HERE’S WHAT YOU NEED TO KNOW…
A short window remains open for eligible individuals to take advantage of the two strategies noted below before the new rules go into effect. Social Security recipients who are currently utilizing either strategy will be grandfathered.
Restricted Application (This will be eliminated as of January 2016)
- Today: Legislation passed in 2000 permitted married individuals who reached their full retirement age (65 for those born 1938-1942; 66 for those born 1943-1954) to “claim now, claim more late” by filing a “restricted application.” Doing so allowed the spouse of an individual to collect on a spousal benefit while suspending their own in order to receive a potentially larger payout in the future. Those who elected this scenario could receive a benefit payout through the spousal benefit, while increasing their future individual payout by 8% per year up until age 70 when they would then switch and file for their individual benefit payout.
- As of January 1, 2016: Individuals who are eligible for a spousal benefit, and elect to receive it, will be deemed to have filed for their own retirement benefit, thus losing the option to have their own payout increase while receiving the spousal benefit.

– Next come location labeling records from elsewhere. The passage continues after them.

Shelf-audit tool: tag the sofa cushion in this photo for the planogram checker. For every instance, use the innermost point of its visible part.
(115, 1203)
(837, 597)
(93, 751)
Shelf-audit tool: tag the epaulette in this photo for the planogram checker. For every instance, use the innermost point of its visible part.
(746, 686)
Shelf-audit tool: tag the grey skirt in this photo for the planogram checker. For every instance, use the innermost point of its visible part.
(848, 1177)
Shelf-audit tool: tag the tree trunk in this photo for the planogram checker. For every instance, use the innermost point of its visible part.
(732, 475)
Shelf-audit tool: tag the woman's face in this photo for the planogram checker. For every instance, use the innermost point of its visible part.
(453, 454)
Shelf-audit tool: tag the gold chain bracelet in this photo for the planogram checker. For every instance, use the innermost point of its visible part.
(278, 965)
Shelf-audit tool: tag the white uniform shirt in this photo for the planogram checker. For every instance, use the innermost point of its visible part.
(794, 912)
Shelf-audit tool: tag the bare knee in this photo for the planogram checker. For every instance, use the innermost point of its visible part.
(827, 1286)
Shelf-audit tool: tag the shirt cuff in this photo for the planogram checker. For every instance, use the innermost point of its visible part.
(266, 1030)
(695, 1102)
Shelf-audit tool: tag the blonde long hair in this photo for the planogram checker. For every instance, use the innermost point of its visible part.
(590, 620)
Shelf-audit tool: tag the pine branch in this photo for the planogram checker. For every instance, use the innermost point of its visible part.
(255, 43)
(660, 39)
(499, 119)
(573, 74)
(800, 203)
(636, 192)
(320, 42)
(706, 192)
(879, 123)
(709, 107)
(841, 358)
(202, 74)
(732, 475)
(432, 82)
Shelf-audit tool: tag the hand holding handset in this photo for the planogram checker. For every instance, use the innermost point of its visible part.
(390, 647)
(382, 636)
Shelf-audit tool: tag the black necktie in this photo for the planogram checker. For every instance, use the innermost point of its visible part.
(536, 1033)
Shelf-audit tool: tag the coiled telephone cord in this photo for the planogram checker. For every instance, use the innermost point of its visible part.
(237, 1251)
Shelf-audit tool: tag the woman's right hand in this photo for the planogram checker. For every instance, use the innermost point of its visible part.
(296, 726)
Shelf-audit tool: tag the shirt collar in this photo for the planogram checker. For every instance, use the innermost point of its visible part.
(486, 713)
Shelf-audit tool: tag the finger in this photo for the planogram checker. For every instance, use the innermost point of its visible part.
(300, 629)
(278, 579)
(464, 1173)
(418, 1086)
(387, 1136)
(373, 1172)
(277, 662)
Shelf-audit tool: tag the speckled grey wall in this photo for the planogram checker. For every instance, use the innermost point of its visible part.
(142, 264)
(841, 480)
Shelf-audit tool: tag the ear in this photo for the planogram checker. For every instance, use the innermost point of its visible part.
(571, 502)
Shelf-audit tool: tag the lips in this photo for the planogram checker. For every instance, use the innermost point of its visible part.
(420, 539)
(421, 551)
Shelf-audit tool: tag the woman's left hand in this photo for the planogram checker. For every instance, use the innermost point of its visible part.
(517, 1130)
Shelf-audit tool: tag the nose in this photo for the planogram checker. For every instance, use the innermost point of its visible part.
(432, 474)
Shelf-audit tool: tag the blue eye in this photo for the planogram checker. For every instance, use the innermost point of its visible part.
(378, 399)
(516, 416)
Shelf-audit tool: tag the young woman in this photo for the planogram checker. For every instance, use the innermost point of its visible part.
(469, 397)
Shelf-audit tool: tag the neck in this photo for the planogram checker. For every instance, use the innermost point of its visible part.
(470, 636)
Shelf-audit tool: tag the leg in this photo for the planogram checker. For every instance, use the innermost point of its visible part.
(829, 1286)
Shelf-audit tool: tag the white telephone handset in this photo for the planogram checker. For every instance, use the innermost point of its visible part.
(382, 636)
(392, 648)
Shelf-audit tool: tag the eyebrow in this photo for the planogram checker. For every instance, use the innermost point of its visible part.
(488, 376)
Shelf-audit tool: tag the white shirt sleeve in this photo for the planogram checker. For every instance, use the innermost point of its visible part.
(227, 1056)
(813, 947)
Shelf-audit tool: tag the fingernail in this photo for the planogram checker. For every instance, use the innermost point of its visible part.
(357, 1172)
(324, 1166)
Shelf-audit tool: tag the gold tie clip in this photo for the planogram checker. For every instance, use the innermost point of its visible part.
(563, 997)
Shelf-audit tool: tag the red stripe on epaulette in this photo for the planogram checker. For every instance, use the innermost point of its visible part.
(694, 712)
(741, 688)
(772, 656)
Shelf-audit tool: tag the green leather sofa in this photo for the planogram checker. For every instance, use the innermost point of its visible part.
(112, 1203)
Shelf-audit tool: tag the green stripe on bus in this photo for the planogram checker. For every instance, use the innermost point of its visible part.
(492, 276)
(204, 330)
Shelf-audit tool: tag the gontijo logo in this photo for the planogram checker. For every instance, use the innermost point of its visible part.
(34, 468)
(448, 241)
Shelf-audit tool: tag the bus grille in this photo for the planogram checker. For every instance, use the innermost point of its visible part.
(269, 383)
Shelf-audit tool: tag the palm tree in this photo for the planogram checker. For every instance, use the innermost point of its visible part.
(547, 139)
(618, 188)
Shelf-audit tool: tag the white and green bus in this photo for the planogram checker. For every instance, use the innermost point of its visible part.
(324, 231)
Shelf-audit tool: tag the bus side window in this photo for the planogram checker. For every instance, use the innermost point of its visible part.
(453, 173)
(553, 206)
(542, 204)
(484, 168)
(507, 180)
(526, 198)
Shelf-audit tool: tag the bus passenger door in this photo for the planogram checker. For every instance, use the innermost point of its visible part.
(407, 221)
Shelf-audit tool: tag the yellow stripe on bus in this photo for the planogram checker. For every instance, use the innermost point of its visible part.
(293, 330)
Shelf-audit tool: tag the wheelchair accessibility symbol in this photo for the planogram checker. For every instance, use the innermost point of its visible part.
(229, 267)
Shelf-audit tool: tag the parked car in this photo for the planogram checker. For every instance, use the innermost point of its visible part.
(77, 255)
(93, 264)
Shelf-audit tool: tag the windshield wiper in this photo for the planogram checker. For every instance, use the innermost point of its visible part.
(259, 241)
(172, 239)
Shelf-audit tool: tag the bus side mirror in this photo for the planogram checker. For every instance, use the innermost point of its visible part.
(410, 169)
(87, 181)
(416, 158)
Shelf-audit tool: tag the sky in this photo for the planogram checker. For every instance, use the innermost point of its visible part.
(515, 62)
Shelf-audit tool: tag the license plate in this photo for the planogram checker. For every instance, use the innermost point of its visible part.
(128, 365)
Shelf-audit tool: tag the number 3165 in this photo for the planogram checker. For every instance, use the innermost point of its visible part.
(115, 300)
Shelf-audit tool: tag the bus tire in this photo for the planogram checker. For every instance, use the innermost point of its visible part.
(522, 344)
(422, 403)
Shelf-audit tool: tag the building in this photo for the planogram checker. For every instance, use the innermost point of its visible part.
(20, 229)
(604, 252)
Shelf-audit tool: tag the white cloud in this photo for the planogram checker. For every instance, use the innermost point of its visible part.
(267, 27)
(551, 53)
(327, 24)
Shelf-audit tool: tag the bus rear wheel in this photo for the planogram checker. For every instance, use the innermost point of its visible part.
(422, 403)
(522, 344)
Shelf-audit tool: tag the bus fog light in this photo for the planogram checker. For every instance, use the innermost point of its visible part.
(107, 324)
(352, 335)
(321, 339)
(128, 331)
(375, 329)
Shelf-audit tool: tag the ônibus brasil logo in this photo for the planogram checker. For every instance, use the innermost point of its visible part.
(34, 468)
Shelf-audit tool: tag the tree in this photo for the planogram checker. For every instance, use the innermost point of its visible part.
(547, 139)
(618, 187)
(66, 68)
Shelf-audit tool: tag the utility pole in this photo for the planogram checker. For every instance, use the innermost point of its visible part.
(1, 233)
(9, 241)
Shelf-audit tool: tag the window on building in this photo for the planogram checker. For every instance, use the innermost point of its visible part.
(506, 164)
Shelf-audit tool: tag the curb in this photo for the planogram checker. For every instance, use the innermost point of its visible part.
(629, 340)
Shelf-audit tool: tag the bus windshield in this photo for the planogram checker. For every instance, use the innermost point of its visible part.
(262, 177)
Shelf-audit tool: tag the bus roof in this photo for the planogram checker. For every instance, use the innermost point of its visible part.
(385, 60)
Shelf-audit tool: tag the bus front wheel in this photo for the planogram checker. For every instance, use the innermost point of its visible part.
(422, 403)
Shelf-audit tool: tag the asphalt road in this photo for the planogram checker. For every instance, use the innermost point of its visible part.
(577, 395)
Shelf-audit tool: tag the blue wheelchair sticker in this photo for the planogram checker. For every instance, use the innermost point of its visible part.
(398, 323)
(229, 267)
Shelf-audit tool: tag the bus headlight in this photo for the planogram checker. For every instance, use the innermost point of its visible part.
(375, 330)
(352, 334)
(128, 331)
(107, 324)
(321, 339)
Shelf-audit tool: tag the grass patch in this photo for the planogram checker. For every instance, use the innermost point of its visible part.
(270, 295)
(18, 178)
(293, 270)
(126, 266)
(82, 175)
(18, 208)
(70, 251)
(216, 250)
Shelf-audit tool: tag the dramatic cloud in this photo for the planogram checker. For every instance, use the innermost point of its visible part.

- EXCEPTIONS: Those aged 62 or older by the end of 2015 can still use the “restricted application” strategy. Likewise, spouses who are already collecting benefits on their partner’s earnings record can continue to do so and switch to their own larger retirement benefit at a later date, up until age 70.
File-and-suspend loophole (This will be eliminated effective May 1, 2016)
- Today: Seniors receiving Social Security retirement benefits have the ability to suspend their Social Security benefits, if they choose to go back to work and earn additional credits in order to increase their payout benefits in the future.
- As of May 1, 2016: No one will be able to collect benefits on their earnings record (including a spouse or children) during the period that benefits are suspended.